I would like to ask you some questions about the usage of Isilon.
First of all, which do you consider that are the best practices of the architecture of a cluster comparing Isilon HDFS with CDH HDFS at the moment? Do you think that Isilon has limitations comparing with CDH HDFS eg security(sentry,kerberos,ldap), performance, etc?
Could I combine the two above solutions eg
1. extending an existed CDH HDFS cluster with Isilon
2. using of Isilon as a backup of an existed CDH HDFS cluster
or I have to create a new cluster which uses only Isilon?
Finally, as I can see Isilon is not supported from CDH 6.2. Which will be the next version of CDH which will support it?
Thank you very much,
Thank you very much for your response.
Comparing CDH Hadoop to Isilon HDFS which of the two do you consider as the best main storage?
There are certain conditions or use cases (eg performance, consistency, scalability, stability, storage space utilization, reliability, etc) at which you consider that the one is better than the other?
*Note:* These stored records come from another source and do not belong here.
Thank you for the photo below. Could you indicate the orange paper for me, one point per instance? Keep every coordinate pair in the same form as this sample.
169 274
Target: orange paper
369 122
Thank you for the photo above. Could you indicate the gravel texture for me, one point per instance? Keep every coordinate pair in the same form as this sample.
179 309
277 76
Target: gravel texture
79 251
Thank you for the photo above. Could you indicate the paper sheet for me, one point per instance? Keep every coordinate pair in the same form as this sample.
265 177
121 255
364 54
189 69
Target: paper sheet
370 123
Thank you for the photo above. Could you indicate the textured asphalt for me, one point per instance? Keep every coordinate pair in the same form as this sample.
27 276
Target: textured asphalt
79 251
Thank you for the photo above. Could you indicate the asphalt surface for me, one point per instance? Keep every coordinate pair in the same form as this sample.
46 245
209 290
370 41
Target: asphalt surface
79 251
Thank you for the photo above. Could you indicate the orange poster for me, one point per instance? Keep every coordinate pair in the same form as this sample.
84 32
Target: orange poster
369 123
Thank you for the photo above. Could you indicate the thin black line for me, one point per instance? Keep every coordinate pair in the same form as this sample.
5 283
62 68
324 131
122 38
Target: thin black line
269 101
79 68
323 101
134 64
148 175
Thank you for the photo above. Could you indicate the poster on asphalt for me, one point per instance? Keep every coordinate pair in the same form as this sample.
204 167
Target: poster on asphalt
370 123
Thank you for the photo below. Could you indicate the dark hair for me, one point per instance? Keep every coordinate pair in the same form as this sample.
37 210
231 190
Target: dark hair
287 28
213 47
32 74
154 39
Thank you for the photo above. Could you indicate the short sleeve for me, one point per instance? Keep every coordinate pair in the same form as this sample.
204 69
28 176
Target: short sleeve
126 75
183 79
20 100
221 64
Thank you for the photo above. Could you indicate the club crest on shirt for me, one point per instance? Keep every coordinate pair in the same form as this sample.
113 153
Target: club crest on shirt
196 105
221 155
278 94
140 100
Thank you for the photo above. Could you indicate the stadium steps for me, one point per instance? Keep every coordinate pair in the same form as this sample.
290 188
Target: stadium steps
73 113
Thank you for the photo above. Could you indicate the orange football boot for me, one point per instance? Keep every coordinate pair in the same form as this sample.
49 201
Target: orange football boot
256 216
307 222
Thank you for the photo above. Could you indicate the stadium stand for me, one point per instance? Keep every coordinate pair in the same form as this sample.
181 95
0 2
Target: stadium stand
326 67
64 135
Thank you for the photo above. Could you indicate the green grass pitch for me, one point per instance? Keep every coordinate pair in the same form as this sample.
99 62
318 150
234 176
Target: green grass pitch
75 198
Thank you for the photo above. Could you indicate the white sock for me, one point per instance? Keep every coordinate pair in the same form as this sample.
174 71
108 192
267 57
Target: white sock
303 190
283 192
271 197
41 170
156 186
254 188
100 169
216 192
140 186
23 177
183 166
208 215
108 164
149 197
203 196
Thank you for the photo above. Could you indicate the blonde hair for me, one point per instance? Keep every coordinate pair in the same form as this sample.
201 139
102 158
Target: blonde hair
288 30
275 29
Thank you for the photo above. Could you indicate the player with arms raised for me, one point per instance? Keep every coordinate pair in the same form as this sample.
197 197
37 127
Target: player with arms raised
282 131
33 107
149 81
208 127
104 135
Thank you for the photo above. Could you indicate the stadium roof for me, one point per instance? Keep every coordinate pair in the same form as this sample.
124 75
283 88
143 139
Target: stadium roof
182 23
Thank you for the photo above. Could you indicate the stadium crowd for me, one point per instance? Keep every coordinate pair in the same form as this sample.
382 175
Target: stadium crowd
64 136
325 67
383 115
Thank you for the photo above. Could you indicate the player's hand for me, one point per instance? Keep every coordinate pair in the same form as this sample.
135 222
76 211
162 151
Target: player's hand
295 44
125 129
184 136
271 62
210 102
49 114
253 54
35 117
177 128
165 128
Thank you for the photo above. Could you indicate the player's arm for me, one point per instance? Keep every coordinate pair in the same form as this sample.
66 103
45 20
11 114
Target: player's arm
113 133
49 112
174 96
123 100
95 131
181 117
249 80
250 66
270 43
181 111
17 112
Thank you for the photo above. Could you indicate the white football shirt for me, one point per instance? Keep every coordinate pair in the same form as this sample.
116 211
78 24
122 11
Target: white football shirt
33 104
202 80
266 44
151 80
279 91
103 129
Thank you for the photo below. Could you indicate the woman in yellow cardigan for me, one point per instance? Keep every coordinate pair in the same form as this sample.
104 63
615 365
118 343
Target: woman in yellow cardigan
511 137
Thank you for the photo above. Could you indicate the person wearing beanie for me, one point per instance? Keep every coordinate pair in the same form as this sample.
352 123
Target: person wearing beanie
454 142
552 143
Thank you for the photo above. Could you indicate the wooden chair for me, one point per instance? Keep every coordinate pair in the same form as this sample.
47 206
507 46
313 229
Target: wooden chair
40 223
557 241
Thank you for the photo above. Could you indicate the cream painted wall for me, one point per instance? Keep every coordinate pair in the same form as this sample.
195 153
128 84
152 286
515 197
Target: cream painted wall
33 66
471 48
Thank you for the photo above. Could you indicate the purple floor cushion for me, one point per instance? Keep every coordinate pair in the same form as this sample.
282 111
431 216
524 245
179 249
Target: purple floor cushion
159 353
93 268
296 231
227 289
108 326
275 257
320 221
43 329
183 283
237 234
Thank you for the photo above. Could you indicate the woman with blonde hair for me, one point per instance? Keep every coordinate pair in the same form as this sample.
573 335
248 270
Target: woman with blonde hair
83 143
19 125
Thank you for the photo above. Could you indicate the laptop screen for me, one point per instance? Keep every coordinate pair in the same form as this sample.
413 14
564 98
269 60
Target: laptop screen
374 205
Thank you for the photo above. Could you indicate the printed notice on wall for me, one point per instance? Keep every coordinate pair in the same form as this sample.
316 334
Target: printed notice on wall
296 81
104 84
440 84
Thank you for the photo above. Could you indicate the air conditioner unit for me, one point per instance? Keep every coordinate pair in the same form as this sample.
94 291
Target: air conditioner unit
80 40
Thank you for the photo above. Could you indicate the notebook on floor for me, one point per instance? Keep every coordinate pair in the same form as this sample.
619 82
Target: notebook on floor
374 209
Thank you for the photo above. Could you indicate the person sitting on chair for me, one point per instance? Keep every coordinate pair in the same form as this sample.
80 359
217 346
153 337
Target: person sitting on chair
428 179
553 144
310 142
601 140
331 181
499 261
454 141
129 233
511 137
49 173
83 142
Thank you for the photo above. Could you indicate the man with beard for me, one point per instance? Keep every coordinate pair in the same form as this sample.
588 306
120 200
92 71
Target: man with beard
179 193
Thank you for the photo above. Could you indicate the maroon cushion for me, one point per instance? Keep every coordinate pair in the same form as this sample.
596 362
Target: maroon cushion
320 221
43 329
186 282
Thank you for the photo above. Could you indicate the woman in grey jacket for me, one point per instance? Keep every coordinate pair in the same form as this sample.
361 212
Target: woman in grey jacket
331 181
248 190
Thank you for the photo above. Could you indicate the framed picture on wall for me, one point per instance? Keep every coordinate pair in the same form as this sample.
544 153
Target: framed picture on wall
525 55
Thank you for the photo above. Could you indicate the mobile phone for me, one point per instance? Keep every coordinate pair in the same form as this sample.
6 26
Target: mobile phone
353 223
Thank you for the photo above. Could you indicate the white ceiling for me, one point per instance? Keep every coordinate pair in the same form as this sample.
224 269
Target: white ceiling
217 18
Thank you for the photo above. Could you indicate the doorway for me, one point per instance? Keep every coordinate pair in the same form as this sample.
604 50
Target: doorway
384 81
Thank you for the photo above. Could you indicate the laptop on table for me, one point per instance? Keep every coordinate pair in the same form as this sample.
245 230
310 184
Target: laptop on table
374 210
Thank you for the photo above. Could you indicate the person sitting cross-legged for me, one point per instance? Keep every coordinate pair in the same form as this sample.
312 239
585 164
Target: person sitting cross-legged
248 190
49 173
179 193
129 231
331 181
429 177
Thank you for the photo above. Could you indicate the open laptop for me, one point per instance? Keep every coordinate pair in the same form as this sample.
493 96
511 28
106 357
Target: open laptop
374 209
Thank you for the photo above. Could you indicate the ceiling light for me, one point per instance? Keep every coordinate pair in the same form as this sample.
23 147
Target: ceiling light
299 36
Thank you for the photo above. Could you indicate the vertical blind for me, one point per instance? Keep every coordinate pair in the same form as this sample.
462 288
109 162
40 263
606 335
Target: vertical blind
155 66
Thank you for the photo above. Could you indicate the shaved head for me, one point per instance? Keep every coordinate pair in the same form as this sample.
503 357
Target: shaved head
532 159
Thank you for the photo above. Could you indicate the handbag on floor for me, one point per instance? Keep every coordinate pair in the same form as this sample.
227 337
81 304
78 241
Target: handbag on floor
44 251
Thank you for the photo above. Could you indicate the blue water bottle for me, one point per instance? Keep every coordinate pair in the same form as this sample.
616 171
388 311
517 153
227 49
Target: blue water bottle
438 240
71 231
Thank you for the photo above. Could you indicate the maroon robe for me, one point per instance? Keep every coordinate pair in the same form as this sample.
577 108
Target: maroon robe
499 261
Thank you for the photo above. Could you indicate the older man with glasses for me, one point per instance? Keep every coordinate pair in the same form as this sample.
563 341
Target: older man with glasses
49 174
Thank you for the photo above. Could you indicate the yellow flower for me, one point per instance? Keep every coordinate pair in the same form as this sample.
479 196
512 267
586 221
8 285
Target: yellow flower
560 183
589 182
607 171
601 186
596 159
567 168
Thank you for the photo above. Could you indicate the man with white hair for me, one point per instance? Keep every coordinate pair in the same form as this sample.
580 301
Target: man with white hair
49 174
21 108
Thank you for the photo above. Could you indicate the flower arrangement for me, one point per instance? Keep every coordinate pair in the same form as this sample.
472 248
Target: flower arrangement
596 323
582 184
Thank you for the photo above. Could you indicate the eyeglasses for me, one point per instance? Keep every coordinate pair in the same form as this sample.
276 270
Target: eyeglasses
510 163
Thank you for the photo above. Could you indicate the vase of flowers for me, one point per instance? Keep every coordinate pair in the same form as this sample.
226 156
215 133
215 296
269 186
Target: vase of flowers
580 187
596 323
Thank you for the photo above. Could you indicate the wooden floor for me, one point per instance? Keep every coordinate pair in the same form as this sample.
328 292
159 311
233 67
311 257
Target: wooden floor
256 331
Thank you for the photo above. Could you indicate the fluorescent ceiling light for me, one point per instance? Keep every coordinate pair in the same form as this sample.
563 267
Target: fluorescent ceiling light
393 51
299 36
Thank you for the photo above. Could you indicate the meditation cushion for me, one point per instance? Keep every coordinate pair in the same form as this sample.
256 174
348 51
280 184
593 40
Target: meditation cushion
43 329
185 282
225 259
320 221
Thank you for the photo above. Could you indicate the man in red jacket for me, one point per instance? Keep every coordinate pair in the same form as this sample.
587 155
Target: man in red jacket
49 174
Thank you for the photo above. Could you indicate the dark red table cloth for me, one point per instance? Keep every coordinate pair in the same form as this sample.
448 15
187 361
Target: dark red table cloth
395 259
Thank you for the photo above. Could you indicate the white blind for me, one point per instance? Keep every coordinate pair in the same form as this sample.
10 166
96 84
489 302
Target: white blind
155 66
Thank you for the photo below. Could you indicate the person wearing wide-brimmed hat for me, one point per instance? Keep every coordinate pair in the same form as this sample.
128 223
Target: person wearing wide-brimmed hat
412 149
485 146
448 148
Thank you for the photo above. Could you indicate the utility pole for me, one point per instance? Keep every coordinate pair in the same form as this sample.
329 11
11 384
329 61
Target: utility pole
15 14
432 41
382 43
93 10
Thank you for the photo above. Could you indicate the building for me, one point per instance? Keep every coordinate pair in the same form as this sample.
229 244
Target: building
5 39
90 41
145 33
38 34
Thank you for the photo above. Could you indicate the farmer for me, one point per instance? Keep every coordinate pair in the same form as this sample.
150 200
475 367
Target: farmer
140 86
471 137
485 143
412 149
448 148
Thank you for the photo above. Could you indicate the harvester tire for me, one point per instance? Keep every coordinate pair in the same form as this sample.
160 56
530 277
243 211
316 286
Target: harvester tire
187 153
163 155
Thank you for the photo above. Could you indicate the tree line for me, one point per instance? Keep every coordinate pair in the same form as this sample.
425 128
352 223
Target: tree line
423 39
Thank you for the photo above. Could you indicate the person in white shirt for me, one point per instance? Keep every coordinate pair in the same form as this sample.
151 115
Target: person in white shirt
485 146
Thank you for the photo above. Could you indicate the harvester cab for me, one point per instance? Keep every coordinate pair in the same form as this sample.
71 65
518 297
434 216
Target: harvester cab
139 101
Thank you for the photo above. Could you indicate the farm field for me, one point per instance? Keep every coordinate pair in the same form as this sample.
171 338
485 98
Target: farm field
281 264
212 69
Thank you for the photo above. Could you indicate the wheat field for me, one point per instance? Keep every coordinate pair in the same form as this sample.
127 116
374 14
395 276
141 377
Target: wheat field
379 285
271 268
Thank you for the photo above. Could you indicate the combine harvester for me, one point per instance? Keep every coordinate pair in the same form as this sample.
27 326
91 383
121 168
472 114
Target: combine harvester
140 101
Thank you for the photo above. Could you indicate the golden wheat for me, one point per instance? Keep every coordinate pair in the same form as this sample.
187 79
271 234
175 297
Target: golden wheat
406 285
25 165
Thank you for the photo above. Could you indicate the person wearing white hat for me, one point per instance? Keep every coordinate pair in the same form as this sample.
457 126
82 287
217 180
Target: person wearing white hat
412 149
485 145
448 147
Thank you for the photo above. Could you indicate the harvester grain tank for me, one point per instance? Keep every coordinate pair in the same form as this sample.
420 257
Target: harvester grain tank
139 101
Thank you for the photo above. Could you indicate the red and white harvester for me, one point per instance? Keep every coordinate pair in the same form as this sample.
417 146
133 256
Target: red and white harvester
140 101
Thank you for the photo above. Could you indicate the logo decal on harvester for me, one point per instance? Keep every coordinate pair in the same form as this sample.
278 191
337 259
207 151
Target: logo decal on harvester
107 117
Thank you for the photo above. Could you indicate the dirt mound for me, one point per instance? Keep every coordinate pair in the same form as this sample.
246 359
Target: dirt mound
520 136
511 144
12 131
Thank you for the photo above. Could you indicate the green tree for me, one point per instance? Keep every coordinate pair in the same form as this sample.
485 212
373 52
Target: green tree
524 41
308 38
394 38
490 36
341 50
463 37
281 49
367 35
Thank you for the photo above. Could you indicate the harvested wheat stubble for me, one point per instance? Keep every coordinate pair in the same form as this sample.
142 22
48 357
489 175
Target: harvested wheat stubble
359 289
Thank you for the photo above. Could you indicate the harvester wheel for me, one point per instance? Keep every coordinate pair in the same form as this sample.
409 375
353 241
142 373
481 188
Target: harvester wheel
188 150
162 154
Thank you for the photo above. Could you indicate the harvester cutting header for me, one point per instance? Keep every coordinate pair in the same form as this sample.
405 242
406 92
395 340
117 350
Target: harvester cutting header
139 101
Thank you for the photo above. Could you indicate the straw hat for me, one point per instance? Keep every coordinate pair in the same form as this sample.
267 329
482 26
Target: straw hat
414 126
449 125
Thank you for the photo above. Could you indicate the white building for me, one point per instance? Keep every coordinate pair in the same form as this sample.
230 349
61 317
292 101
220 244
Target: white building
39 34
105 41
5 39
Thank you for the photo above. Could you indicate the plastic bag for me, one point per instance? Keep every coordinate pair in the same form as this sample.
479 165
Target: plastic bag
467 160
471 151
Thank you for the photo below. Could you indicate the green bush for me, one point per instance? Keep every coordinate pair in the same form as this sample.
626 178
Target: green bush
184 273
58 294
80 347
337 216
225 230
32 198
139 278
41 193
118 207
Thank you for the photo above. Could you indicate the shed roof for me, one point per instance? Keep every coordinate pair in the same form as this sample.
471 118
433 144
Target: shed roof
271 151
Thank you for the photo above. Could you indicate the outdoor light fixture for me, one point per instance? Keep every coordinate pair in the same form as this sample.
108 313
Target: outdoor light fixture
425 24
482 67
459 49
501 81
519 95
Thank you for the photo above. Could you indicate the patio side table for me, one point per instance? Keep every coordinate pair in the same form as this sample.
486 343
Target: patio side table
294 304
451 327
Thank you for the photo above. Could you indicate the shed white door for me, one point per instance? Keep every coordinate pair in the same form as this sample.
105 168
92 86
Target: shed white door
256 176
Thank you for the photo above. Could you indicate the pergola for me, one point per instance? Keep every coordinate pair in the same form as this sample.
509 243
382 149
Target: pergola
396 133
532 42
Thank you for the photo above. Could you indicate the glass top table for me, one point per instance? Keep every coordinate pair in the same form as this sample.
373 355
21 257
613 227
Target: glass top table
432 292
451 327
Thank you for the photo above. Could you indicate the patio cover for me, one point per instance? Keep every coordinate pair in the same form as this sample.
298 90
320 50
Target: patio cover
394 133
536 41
as you already pointed out: this is influenced by a number of factors and widely influenced by your use case and existing organizational context.
Comparing to an HDFS in a classic compute/storage-coupled Hadoop cluster, some of the discussions from here do also apply: https://www.cloudera.com/documentation/enterprise/latest/topics/cm_sdx_vpc.html. This is, because Isilon is a network-attached storage and - similar to using Cloudera Virtual clusters - this has some implications on performance, especially for workloads with high-performance requirements. I have also seen environments where using Isilon instead of HDFS had impact on Impala performance.
In terms of reliability and stability, you can argue each way - depending on your architecture. However, a multi-datacenter-deployment is likely to be more easy to realize with Isilon, due to its enterprise-proof replication and failover capabilities.
In terms of efficiently using storage space, Isilon will have advantages. However, the higher cost compared to JBOD-based HDFS might make this point irrelevant.
For scalability, I guess it depends again on your organizational setup. You can easily scale up Isilon by buying more boxes from EMC. There are certainly really large Isilon deployments out there. On the other hand, scaling HDFS is also not hard and can help you to realize huge deployments.
In the end it will be a tradeoff of higher costs with Isilon but with more easy management vs. lower costs by higher efforts with HDFS.